What has a claw, a motor, and moves on wheels? A monster truck? A portable claw machine? The answer: the robot built by the Middle School Robotics Team. On Saturday, November 20, 2021, Providence’s Robotics Team kicked off the season at Prior Lake High School with their first competition of the year.

Each year, teams across Minnesota are given a new challenge. This year’s challenge is called “Freight Frenzy.” Put simply, student-built robots score points by driving into different corners of an arena, picking up “freight”  — which are items such as rubber ducks, two inch square boxes, and wiffle balls, called “cargo” — and placing these items into specific places. 

While the first competition of a season is often daunting, this one in particular was much more intimidating. For this group, it was not only the first competition of the season, but their first ever, as each middle schooler is new to robotics.

Inexperience was not the only challenge Providence faced. On Friday, November 19, an unplanned lock-down canceled all events at Providence that evening, including the team’s final practice. The four hour session, in which they were supposed to finish wiring and practice test driving, was cut to twenty minutes.

The mark of any good robotics team is problem-solving, and PA is no different. Physics teacher and Robotics Coach Michael Plucinski brought the unfinished project home to complete the last bit of wiring, and the new middle schoolers learned on the job, driving the robot for the very first time at the competition.

Let the games begin! The Providence Robotics Team (right side), set their robot against the robots of schools across Minnesota during their first competition on Saturday, November 20th.

“They really powered through,” Plucinski beamed. “It was really cool to see them embrace the competition.”

Embrace it they did. During their six rounds, the team faced several unexpected problems. Their servo, or motor, broke, the drive train, which makes the wheels spin, ran out of battery, and the controllers disconnected from the robot. But PA still persisted. Between rounds, they made adjustments, driving their creation on the practice field. At the end of the day, they ended up with a functioning robot.

“My favorite part of the competition was when we won our first round,” Mason Gregory ‘27 said proudly, remembering how his hard work paid off.

This hard work and ingenuity caused Providence to secure nineteenth place out of twenty-five, an impressive feat for a group with little experience and time.

“I felt like it was a good competition, even though we didn’t place super high. This was our first year, and it was more about seeing the competition and getting that experience.” Plucinski reflected.

Mr. Plucinski and Maggie Ludlow ’23 mentor seventh graders Logan George ’27, Evan Flynn ’27, and Mason Gregory ’27. The team practiced driving their robot between rounds, aiming to improve as much as possible.

Maggie Ludlow ‘23, a Robotics veteran who helps the middle school team, added, “They did really well. They were focused and eager to fix the robot.”

Now that the team has experience and time to practice, they are confident that they can improve for their next competition on December 11th.

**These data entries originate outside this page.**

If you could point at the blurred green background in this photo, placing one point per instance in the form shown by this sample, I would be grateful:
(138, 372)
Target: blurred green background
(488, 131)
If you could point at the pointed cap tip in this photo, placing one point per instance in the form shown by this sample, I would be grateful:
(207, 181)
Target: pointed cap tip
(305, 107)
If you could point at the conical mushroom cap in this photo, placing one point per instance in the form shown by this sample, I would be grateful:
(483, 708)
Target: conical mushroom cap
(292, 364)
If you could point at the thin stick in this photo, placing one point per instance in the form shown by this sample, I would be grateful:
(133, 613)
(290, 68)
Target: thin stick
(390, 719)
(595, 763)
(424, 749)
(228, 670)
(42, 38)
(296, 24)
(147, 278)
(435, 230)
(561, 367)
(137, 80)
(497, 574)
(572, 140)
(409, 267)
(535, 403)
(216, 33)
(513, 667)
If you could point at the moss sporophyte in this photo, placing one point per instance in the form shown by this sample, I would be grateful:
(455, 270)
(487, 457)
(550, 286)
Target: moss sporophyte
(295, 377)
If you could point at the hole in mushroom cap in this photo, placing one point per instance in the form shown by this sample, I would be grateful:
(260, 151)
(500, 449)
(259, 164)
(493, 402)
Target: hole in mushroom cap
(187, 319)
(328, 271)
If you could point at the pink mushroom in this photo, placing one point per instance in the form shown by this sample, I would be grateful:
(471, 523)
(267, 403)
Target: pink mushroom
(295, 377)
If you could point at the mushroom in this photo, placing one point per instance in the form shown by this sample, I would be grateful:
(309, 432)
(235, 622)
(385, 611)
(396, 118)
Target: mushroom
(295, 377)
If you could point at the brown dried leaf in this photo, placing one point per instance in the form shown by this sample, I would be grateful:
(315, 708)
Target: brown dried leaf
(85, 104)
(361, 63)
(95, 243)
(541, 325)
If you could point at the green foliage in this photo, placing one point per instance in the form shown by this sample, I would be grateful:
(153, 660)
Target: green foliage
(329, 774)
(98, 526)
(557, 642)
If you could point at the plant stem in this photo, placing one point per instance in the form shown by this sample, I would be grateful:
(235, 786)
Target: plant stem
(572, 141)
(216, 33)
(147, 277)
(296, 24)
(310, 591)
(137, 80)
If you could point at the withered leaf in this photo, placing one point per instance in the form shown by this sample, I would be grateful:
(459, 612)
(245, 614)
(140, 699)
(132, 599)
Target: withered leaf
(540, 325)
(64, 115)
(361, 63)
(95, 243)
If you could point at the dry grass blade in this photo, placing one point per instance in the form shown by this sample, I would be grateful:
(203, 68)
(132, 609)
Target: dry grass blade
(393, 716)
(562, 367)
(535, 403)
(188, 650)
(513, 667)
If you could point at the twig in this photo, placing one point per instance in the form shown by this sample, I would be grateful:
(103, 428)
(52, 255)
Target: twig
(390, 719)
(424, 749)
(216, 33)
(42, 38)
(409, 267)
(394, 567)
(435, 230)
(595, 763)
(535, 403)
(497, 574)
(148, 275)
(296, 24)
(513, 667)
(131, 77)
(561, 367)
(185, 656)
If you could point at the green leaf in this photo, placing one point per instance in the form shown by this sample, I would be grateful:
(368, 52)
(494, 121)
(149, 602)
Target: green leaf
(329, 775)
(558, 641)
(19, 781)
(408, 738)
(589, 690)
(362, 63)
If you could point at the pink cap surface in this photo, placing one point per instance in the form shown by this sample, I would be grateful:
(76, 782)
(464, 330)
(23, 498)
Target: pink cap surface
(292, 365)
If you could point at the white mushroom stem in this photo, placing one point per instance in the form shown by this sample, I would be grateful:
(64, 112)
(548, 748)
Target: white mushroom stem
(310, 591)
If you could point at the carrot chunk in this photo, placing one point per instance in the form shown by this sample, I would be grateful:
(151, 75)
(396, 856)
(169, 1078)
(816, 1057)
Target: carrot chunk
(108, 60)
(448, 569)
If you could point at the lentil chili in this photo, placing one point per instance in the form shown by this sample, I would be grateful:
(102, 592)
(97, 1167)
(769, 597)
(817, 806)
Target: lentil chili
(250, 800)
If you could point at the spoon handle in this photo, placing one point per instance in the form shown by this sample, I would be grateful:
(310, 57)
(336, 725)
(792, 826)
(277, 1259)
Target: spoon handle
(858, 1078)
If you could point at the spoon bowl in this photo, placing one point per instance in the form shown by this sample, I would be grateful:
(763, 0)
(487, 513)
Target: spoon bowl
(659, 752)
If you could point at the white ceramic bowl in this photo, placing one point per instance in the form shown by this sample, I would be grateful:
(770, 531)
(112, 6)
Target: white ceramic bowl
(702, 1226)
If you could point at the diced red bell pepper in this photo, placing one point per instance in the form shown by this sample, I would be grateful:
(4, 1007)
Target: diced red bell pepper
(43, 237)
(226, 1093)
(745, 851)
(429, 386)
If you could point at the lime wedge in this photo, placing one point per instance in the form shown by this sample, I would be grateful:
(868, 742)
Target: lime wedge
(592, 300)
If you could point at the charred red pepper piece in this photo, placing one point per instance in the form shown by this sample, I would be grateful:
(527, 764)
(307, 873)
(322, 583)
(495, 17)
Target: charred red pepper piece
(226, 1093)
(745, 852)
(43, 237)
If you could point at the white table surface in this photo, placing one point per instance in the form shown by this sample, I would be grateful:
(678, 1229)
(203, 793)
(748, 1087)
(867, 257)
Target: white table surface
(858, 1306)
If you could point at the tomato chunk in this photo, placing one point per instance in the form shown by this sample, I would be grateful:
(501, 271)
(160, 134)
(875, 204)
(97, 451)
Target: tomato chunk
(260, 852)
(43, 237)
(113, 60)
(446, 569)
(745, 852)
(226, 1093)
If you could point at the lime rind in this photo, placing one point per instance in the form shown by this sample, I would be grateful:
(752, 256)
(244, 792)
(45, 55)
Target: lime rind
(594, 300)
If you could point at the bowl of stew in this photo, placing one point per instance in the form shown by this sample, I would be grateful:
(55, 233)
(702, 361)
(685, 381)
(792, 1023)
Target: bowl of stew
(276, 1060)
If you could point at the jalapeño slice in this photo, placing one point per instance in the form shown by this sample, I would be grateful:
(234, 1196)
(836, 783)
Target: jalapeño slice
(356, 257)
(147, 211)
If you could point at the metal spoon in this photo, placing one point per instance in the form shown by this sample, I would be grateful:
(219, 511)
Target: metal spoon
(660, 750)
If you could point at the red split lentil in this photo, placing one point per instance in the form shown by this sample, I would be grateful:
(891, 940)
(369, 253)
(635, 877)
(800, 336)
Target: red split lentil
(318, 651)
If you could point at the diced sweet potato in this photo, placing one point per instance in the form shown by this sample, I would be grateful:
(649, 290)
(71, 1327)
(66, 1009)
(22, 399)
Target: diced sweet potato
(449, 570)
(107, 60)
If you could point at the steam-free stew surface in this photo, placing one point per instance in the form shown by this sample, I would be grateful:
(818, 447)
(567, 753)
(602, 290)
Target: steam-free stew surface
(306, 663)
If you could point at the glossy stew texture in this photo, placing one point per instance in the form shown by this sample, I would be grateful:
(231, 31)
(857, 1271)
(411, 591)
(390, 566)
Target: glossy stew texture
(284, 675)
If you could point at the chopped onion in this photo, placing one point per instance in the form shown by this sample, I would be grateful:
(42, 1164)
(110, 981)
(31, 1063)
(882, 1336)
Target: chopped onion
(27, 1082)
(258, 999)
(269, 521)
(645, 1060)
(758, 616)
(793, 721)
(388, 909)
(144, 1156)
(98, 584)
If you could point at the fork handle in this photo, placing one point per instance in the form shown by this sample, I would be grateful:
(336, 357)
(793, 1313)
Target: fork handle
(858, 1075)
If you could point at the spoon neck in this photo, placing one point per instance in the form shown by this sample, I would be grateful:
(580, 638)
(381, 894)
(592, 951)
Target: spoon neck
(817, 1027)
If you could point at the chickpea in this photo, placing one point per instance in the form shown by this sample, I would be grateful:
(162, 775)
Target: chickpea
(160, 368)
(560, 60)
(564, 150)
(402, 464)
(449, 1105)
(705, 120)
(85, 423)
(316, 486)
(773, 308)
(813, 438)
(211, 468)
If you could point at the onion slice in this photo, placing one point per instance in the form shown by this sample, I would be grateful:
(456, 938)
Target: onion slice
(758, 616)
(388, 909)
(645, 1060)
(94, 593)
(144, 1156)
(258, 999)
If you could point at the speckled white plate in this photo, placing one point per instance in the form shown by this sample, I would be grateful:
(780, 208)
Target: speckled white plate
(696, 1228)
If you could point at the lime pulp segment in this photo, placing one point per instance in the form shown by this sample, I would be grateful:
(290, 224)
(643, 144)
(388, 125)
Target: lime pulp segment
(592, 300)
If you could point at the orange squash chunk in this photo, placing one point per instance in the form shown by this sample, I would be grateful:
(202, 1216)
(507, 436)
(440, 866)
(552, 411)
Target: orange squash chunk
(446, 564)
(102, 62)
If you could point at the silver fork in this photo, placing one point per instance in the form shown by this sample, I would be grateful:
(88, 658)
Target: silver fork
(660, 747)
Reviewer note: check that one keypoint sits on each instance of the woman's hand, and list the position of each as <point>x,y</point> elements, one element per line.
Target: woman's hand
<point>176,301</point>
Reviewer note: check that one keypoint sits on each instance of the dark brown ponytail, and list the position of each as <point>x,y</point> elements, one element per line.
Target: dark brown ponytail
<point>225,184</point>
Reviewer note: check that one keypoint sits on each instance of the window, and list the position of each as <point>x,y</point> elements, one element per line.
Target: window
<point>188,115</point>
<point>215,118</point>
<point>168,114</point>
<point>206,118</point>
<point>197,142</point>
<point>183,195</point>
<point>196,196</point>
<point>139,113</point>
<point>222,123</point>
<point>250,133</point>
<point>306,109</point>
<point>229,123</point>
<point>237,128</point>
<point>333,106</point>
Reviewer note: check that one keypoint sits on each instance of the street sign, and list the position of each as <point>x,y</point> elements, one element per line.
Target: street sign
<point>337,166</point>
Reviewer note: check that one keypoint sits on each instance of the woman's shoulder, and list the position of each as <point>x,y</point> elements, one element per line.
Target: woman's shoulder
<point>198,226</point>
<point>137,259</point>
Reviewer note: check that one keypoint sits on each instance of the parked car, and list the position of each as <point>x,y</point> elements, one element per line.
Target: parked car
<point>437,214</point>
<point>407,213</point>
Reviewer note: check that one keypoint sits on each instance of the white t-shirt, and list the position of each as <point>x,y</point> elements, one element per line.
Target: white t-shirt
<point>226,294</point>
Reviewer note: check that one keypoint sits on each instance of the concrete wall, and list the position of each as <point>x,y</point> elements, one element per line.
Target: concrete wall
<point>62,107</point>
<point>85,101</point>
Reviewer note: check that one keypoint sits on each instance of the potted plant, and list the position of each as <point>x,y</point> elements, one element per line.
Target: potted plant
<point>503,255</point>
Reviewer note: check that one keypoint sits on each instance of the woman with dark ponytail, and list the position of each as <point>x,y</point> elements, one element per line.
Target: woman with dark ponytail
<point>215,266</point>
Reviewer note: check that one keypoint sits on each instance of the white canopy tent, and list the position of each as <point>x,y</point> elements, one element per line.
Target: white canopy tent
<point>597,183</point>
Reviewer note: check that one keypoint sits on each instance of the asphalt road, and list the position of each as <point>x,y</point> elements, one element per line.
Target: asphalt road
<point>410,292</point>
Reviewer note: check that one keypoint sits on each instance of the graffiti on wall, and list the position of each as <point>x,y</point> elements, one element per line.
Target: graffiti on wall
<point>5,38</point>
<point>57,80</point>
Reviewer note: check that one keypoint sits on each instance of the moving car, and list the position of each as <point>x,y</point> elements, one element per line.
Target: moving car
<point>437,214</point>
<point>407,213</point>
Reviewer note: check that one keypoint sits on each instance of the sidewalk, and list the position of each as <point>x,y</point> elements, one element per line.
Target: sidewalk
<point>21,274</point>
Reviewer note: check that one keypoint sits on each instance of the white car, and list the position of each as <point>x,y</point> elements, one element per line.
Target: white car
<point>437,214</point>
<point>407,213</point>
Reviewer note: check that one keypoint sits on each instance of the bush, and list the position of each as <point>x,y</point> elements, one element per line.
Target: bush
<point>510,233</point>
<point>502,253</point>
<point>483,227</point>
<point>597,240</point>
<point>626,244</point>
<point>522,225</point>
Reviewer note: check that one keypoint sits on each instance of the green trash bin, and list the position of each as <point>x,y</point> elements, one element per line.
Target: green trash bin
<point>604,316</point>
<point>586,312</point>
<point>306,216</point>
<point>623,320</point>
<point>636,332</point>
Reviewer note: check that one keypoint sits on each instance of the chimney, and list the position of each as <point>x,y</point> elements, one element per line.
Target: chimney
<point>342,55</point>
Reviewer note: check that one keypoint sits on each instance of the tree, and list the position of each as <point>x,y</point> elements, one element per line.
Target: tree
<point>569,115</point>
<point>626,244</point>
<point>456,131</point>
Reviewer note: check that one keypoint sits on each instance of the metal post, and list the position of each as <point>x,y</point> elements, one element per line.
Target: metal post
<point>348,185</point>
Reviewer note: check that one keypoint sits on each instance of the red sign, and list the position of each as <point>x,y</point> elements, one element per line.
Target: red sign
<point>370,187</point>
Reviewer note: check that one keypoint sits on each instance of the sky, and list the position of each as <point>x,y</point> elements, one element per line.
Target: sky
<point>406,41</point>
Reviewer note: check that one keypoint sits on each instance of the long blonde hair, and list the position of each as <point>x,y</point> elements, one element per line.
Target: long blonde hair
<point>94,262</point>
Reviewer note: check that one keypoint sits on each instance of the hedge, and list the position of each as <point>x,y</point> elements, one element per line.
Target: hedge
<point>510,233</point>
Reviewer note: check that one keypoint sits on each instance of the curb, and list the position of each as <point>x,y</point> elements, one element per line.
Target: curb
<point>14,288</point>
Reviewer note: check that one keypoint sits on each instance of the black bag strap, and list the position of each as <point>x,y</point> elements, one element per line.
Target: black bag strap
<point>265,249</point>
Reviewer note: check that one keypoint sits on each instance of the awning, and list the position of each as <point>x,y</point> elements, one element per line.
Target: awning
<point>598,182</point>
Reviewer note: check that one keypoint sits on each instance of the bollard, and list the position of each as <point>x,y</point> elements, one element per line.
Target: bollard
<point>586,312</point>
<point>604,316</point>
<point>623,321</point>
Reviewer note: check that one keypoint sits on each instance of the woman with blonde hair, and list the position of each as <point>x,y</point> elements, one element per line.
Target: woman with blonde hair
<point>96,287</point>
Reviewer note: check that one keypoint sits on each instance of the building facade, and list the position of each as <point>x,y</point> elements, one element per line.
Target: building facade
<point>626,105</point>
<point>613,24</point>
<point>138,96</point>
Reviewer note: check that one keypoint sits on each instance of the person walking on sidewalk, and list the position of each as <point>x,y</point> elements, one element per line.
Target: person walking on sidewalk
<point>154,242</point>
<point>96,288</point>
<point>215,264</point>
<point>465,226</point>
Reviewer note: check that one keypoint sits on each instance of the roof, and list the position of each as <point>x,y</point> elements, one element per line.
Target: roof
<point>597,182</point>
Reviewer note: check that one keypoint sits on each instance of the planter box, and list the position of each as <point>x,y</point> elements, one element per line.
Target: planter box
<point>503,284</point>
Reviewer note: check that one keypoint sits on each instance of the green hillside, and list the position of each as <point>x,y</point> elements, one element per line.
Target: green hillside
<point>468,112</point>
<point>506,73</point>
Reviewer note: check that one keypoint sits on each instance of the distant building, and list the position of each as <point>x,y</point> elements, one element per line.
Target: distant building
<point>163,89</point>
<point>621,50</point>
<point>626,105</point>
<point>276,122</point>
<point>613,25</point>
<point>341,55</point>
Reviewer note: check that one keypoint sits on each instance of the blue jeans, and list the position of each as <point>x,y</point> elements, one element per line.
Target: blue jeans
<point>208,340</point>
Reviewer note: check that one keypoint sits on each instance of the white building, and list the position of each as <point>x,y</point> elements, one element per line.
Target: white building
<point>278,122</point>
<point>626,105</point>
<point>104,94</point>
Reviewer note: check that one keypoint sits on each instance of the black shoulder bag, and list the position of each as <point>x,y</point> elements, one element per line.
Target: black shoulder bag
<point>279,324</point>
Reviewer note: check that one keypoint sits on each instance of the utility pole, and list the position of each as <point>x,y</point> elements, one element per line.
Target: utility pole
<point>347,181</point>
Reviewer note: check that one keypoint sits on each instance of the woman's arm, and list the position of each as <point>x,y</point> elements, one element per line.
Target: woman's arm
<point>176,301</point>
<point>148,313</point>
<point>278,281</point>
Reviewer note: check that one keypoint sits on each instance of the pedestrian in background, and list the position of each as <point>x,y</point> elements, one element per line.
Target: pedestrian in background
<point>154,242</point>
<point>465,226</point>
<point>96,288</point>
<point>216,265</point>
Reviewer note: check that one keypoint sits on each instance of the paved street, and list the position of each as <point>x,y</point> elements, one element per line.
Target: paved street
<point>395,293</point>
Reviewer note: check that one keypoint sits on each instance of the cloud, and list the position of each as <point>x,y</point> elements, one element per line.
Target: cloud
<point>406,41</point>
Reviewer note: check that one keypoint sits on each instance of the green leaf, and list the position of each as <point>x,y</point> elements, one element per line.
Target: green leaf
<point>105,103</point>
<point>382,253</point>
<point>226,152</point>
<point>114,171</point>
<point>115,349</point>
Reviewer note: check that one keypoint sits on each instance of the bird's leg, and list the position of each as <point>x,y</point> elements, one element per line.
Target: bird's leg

Their plans? To practice driving, and to add an autonomous program, which will allow the machine to complete its tasks following a computer program rather than a control pad. 

But the biggest goal is learning.

“My favorite part of robotics is seeing middle schoolers come in with a very blank slate, and watching them grow throughout the season.” Plucinski reflected. 

This team is full of potential and excitement as they look to the future of PA robotics.